In the conference’s penultimate plenary session - also held yesterday – discussions shifted to how faith institutions can best react when crisis engulfs their communities.
Taking the COVID-19 pandemic as an example, His Holiness Catholicos Aram I Keshishian, Patriarch of the Catholicosate of the Great House of Cilicia, outlined how religious groups are often better equipped to respond than state authorities.
“According to estimates, the response to the coronavirus pandemic was, for many reasons, generally disorganised, incoherent, and insufficient, both nationally and globally,” Keshishian said.
“If the medical response was slow, and the response from politicians rather ambiguous, the response from faith communities was spontaneous and to a large degree well organized,” he added, noting the incredible breadth of emergency relief schemes arranged by religious institutions.
The Church of Jesus Christ of Latter-day Saints - represented on the panel by Sister Sharon Eubank – was one such group to address the urgent challenges posed by COVID-19. As supply chains buckled under the weight of rampant panic buying, charities associated with the Church began purchasing raw products directly from source, then shipped them across America to those most in need.
Surplus potatoes were dehydrated to allow for nationwide delivery, while milk was turned into cheese and donated to food banks. As Sister Sharon put it, “the old network was creative, the new partnerships were nimble, and it worked.”
Andrew Morley, President and CEO of humanitarian charity World Vision International (WVI), echoed the idea that, in times of turmoil, religious communities’ moral authority and extensive grassroots reach often prove decisive.

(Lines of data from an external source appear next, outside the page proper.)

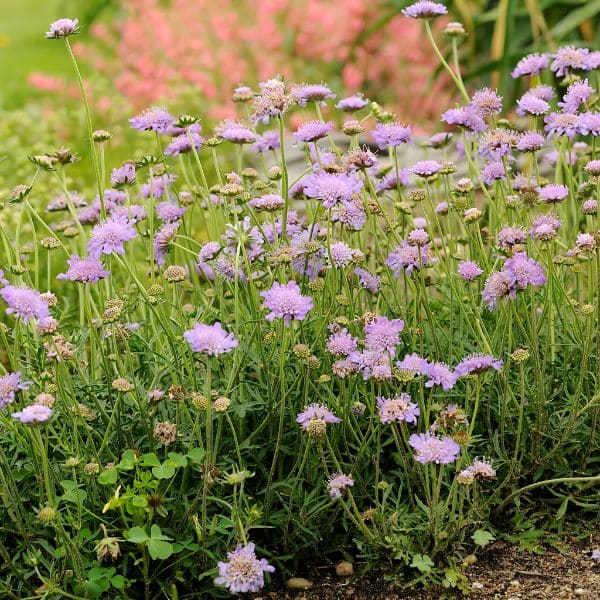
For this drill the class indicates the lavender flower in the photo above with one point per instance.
(391, 134)
(24, 303)
(469, 270)
(312, 131)
(408, 257)
(352, 103)
(544, 227)
(286, 302)
(155, 118)
(84, 270)
(383, 334)
(553, 193)
(212, 340)
(439, 374)
(10, 384)
(398, 409)
(35, 414)
(426, 168)
(367, 280)
(109, 237)
(243, 572)
(62, 29)
(332, 188)
(425, 9)
(337, 483)
(532, 64)
(431, 448)
(476, 364)
(577, 94)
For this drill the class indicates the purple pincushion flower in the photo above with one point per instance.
(24, 303)
(35, 414)
(426, 168)
(62, 29)
(352, 103)
(469, 270)
(84, 270)
(367, 280)
(243, 572)
(212, 340)
(532, 64)
(425, 9)
(169, 212)
(439, 374)
(286, 302)
(391, 134)
(476, 364)
(332, 188)
(383, 334)
(553, 193)
(110, 236)
(155, 118)
(312, 131)
(433, 449)
(337, 483)
(10, 384)
(398, 409)
(311, 92)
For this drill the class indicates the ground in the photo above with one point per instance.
(502, 571)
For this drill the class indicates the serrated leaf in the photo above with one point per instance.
(159, 550)
(422, 562)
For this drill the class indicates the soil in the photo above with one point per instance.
(501, 571)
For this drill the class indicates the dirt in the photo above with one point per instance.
(501, 571)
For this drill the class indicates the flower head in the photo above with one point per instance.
(243, 572)
(10, 384)
(397, 409)
(425, 9)
(24, 303)
(210, 339)
(337, 483)
(62, 29)
(431, 448)
(84, 270)
(286, 302)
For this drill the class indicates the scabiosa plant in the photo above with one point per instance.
(84, 270)
(10, 384)
(243, 572)
(337, 484)
(398, 409)
(286, 302)
(110, 236)
(431, 448)
(391, 134)
(212, 340)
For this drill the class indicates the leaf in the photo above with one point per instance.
(149, 460)
(196, 455)
(165, 471)
(108, 476)
(482, 537)
(137, 535)
(159, 550)
(422, 562)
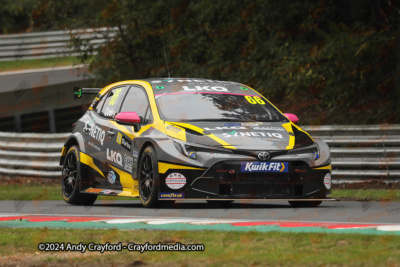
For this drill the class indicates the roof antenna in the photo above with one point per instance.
(158, 67)
(166, 60)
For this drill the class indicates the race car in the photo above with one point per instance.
(190, 139)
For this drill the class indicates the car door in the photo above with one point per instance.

Referencing his group’s work in the Democratic Republic of Congo (DRC), Morley shared how local Christian and Muslim leaders were instrumental in dispelling fears around contagion containment measures. “Many people thought that they could catch Ebola or COVID-19 from thermometers,” he said.
According to Morley, digital forehead thermometers were also triggering for individuals who had been victims of violent conflict. “One pastor told me that only after he’d stood in front of his congregation with a temperature reading ‘gun’ pointed at his head, did his congregation allow for their temperatures to be taken as they walked into the mosque,” he added.
The idea that faith communities’ unique local knowledge must be respected - and, indeed, utilised - during crises was touched on also by Fadlullah Wilmot, Muslim Aid’s regional program manager for the Middle East and Africa.
“If we remember back to the Ebola crisis and also now the COVID-19 crisis, burials are a big issue,” Wilmot said. “Religious leaders play a very important role in advising communities on how to deal with the issue of burials without infecting other people, and also in getting people to accept social distancing in places of worship.”
Collectively, the plenary session speakers laid out the fundamental importance of faith groups in dealing with disasters. This, said H.E. Cardinal Matteo Zuppi, Archbishop of Bologna earlier in the day, will be the theme carried through to next year’s G20 Interfaith Forum.
“Believers will come together to reflect together, in an effort which is the opposite of the current pandemic. If the pandemic is an evil that divides us all, this meeting will bring everyone together to find pathways to the common good.”